Le Christ n’est ni la figure de la tranquille possession de soi du sage, ni celle d’une longue et féconde carrière d’un grand fondateur de religions. Sa vie se définit comme Pâques, comme passage, lequel, si l’on me permet ce jeu de mot, n’est « pas sage ». Lorsqu’on lit d’un trait les Évangiles, on ne peut qu’être frappé par l’intensité du rythme. Il ne s’agit pas d’une invitation à se construire laborieusement et longuement un personnage spirituel, éthique ou gnostique pour parvenir à la sagesse, fruit d’une longue vie. C’est une invitation, peu prudente et peu sage, à se risquer au nom de ce Dieu qui se définit, non comme celui des identités et des territoires, mais comme celui qui envoie ses disciples annoncer la « bonne nouvelle » aux quatre coins du monde. La mort infamante sur la Croix termine à peine trois ans de vie publique où Jésus n’a cessé d’affronter les enfermements familiaux, moraux, religieux, carriéristes, nationaux de son époque. Fin dérisoire et échec total si la vie se réduit à un plan de carrière. L’événement fondateur de Pâques conduit à vivre la sortie des contrées étouffantes où l’on passe sa vie à construire des sécurités pour que finalement il ne se « passe » rien. Or, l’évènement, notre « maître intérieur » écrivait Emmanuel Mounier, ne cesse de nous bousculer. La lumière des matins de Pâques luit désormais par-delà nos ruines, nos échecs, nos déceptions. Non comme une pieuse et vaine consolation, mais comme l’éclatement fécond de ce qui paraissait l’évidence du monde. Elle éclaire cette histoire mystérieuse de la vie, qui, en dépit de tout, sait perpétuellement rebondir.

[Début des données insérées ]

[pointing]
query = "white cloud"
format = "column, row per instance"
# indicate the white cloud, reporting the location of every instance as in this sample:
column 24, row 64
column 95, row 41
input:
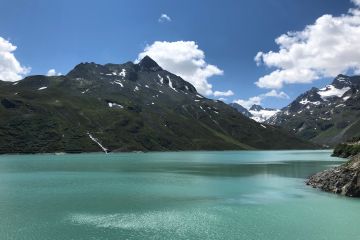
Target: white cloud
column 356, row 2
column 276, row 94
column 52, row 72
column 326, row 48
column 228, row 93
column 10, row 68
column 164, row 18
column 258, row 99
column 183, row 58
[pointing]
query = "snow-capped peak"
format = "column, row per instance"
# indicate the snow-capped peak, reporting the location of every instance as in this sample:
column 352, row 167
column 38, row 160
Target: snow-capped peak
column 331, row 91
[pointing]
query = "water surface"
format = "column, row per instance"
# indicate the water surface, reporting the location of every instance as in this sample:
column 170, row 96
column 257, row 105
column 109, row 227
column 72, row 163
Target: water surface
column 181, row 195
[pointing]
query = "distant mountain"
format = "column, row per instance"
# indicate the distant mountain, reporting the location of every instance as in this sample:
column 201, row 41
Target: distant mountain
column 124, row 107
column 260, row 114
column 241, row 109
column 328, row 116
column 256, row 112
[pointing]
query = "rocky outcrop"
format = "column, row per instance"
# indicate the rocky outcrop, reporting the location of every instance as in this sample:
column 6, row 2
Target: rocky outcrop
column 344, row 180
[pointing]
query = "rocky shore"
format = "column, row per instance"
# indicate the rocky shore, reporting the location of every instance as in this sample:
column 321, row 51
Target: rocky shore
column 344, row 180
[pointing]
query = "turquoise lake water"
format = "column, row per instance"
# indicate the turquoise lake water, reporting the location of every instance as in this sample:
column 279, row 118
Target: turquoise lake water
column 180, row 195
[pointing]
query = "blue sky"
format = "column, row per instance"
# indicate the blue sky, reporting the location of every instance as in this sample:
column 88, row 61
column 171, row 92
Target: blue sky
column 60, row 34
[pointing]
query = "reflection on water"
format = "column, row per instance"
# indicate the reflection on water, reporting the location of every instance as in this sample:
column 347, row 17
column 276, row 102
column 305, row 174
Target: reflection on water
column 187, row 195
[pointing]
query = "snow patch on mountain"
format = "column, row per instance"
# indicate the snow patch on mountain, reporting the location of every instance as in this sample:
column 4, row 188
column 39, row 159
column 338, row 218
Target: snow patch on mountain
column 263, row 114
column 332, row 91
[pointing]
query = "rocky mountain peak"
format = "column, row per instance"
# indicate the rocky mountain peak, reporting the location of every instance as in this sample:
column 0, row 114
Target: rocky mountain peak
column 256, row 107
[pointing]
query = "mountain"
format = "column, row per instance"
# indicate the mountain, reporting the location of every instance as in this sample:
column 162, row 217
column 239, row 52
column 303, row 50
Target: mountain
column 260, row 114
column 241, row 109
column 124, row 107
column 255, row 112
column 327, row 116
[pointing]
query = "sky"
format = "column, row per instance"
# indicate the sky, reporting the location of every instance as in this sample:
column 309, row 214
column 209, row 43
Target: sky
column 251, row 51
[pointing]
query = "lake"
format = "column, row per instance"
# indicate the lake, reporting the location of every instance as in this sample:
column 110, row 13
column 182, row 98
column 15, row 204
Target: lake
column 178, row 195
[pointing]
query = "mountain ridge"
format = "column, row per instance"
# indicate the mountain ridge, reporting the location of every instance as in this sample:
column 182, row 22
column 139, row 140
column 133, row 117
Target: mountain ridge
column 124, row 107
column 327, row 116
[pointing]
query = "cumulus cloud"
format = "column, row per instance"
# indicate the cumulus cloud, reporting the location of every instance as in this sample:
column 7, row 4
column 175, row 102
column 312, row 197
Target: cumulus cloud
column 164, row 18
column 227, row 93
column 356, row 2
column 247, row 103
column 52, row 72
column 326, row 48
column 10, row 67
column 184, row 58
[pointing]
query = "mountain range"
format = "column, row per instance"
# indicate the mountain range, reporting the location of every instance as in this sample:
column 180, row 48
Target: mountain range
column 256, row 112
column 124, row 107
column 325, row 116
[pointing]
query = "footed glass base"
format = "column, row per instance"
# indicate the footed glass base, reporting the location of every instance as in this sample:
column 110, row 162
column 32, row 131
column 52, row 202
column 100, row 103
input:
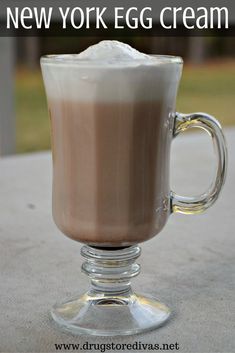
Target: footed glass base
column 110, row 308
column 110, row 316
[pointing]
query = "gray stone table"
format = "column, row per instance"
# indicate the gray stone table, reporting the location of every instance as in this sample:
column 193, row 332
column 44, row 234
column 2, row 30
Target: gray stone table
column 189, row 266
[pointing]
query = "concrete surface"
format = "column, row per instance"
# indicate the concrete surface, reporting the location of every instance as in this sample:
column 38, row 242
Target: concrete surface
column 189, row 266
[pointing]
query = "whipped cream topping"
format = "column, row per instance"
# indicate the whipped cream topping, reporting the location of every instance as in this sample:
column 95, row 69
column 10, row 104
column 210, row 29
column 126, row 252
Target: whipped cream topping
column 112, row 50
column 111, row 71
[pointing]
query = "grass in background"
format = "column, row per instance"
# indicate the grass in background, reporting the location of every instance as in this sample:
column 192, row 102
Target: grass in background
column 209, row 88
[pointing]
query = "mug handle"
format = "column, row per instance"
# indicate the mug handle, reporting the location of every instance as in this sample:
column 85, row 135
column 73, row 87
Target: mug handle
column 198, row 204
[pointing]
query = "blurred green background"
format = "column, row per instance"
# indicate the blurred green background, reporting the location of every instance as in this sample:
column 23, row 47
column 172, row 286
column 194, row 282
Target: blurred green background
column 208, row 84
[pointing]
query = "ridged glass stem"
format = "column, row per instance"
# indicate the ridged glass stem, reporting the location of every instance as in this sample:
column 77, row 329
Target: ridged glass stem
column 110, row 271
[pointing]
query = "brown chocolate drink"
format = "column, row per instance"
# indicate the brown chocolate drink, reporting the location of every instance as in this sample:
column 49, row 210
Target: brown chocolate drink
column 110, row 110
column 110, row 170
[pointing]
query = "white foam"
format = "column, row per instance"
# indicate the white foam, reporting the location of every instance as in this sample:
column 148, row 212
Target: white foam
column 112, row 50
column 110, row 71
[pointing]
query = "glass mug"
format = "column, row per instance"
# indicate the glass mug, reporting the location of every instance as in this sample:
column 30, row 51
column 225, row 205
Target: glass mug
column 112, row 124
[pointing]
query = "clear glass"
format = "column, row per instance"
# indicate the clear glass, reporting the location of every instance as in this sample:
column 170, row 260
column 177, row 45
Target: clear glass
column 112, row 127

Suite à l’oratorio Le Messie de Haendel donné en concert, en mars 2011, au théâtre du Châtelet à Paris, se tint un colloque sur le thème du messianisme. Michel Serres, un des intervenants, s’exprima ainsi à propos de la Résurrection : « À cette vie nouvelle, nous préférons toujours le vieux règne répétitif de la comparaison, de la hiérarchie, de la puissance et de la gloire, c’est-à-dire de la mort. Nous ne voulons pas ressusciter. Nous ne croyons pas à la Résurrection, alors que ressusciter veut dire : se délivrer de ses rivalités, sortir de la vieille histoire, d’une société construite sur la mort (…) Ici et aujourd’hui s’ouvre à nouveau le carrefour entre la mort et l’immortalité. D’un côté, nos sociétés de concurrence et de comparaison, de richesses et de misère, de mort, de l’autre, la nouveauté de la Résurrection » (4).
Bernard Ginisty
- Epître aux Colossiens 3, 10.
- Emmanuel LEVINAS (1906-1995) : Totalité et Infini, éditions Martinus Nijhoff Publishers, 1984, page 246.
- Emmanuel LEVINAS : Du sacré au saint, cinq nouvelles lectures talmudiques, éditions de Minuit, 1981, page 24.
- Michel SERRES (1930-2019): Ce Verbe qui ne parle pas. Quatre interventions au théâtre du Châtelet à Paris in Benoît CHANTRE : Figures du Messie, éditions Le Pommier, 2011, page 22. Lors de ce colloque se sont exprimées un certain nombre de personnalités dont, entre autres, René Girard, Michel Serres, Bernard Sichère, Sylvie Germain, Jean-Claude Guillebaud, Florence Delay.